Neural networks, which are a type of machine-learning system, have changed the face of Artificial Intelligence (AI). They learn to perform tasks by training with large sets of data provided specifically for training. They might perform tasks related to image recognition or translating text from one language to another. However after training, even the designers of the neural networks do not know all the data elements that they process for their tasks.  In other words, we know how to get neural networks up and running, but we have very little insight into how they actually perform once the training wheels come off. Researchers are attempting to gain insight regarding the workings of neural networks; specifically those trained to process natural language.

The idea here is that being able to understand what neural networks are doing and how they do it will help researchers boost their performance. Hopefully these insights can also be transferred to other applications too. So how do we peer into these neural networks? Unlike humans, a psychiatrist is not going to be of much use here. Computer scientists have developed some interesting techniques to delve into the inner workings of neural networks.

Technique

At the 2017 Conference on Empirical Methods on Natural Language Processing, researchers from MIT’s Computer Science and Artificial Intelligence Laboratory presented a new general-purpose technique to make sense of neural networks trained for NLP (natural language processing) tasks. Some examples of such tasks are computers interpreting freeform text that is written in ordinary or “natural” language.

This technique is applicable to any system that has text input and produces output such as a string of symbols. Therefore, it can be used on automatic translators and online NLP services without accessing the actual software. It simply operates on analysis of inputs and outputs.

The underlying mechanics of the software do not impact the technique, so it can be used on any black-box text processing system. Interestingly experiments have demonstrated that the technique also identifies idiosyncrasies among human translators’ work.

The technique functions similar to those used on neural networks that perform object recognition and computer vision tasks. Such software perturbs or changes different parts of the image and resubmits it so analysis can identify what image features are the neural network makes use of to classify images. The same approach is being applied to neural networks that work on NLP. However, with language things aren’t quite as simple. Sentences usually have meaning, so how can a sentence be perturbed or changed semantically? Language is inherently different and more complex than an image. This was the problem encountered by Tommi Jaakkola, the Thomas Siebel Professor of Electrical Engineering and Computer Science at MIT and one of the new paper’s two authors.

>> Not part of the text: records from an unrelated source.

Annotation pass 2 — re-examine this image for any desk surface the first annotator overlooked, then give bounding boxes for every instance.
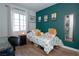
[0,37,11,50]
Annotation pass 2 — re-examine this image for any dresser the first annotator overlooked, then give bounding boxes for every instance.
[19,35,27,45]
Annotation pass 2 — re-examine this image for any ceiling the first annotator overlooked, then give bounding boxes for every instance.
[12,3,56,12]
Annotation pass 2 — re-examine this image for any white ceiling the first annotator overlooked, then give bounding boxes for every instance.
[12,3,56,12]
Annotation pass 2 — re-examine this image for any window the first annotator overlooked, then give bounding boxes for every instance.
[12,10,26,32]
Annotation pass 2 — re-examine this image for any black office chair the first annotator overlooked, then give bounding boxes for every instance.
[8,36,20,51]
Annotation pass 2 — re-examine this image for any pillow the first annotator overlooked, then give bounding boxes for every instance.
[48,28,56,35]
[47,33,56,38]
[35,31,41,36]
[32,29,40,34]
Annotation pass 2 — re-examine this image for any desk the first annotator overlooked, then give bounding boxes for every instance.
[0,37,15,56]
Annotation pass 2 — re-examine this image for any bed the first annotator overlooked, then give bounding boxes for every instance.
[27,28,63,54]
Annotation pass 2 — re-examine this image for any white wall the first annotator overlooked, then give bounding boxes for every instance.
[28,10,36,31]
[0,4,8,37]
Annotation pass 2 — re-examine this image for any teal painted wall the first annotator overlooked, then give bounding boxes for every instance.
[36,3,79,49]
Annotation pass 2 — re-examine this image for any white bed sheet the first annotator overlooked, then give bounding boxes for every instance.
[27,32,63,54]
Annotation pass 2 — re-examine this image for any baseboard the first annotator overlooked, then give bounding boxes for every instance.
[62,46,79,52]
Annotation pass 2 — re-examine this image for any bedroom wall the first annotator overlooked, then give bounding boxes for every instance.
[36,3,79,49]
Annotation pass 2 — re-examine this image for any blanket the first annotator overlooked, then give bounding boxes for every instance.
[27,32,63,54]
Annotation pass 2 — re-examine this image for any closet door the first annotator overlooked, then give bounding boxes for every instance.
[0,4,8,37]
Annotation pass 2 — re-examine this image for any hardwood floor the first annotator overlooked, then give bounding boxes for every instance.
[16,43,79,56]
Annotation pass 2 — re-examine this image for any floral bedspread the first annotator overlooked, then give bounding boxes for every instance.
[27,32,63,54]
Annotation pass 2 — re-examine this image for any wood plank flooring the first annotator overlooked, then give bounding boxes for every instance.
[16,43,79,56]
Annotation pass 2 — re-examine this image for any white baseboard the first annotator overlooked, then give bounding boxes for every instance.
[62,46,79,52]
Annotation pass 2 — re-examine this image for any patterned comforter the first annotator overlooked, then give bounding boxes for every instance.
[27,32,63,54]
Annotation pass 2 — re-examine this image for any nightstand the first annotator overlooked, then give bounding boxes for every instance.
[19,35,27,45]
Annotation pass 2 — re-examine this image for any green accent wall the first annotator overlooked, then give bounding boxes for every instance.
[36,3,79,49]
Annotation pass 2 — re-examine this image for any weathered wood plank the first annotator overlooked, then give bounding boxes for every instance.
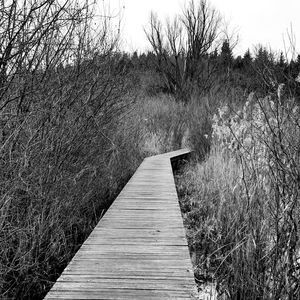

Strangely enough to generate test sentences for the black-box neural nets, scientists turned to a black-box neural net. What does it say when we need machines to help us test other machines? An interesting dilemma to say the least. The researchers (Jaakkola and Alvarez-Melis) trained a network to compress and decompress sentences and during training both the encoder and decoder were evaluated at the same time. The idea was to see how well the decoder’s output matched the encoder’s input.

Neural networks are inherently probabilistic and the networks in this experiment provided alternatives for each word along with probabilities of correctness. Co-occurrences of words are used to improve decoding accuracy as certain words are often used together.  So for any sentence, the system generated a list of closely linked likely outputs. The researchers then examined these input-output pairs to see the correlations between input variations to output variations.

Test cases

This technique was tested on three different types of NLP systems. One was a set of translators: a human and an automatic translator. The second was a chatbot of sorts, a simple computer dialog system and the third was a system that infers the pronunciation of words.

When it came to the translators, one of the interesting findings was the identification of gender biases in the text used for training the machine translators. There were also strong dependencies between individual words in the input and output.

The dialog system was trained on Hollywood movie lines. A large training set was provided to a deliberately underpowered network. Alvarez-Melis explained that this experiment is to do with flawed systems. If a black-box model is not doing its job well, this approach can help figure out what the problems are. It provides insight into what is going wrong and why, which enables the systems to be fixed and improved.

Time will tell if we succeed in fully understanding the inner workings of neural networks. Whatever the findings turn out to be, they are sure to have intriguing ramifications for computer scientists and AI.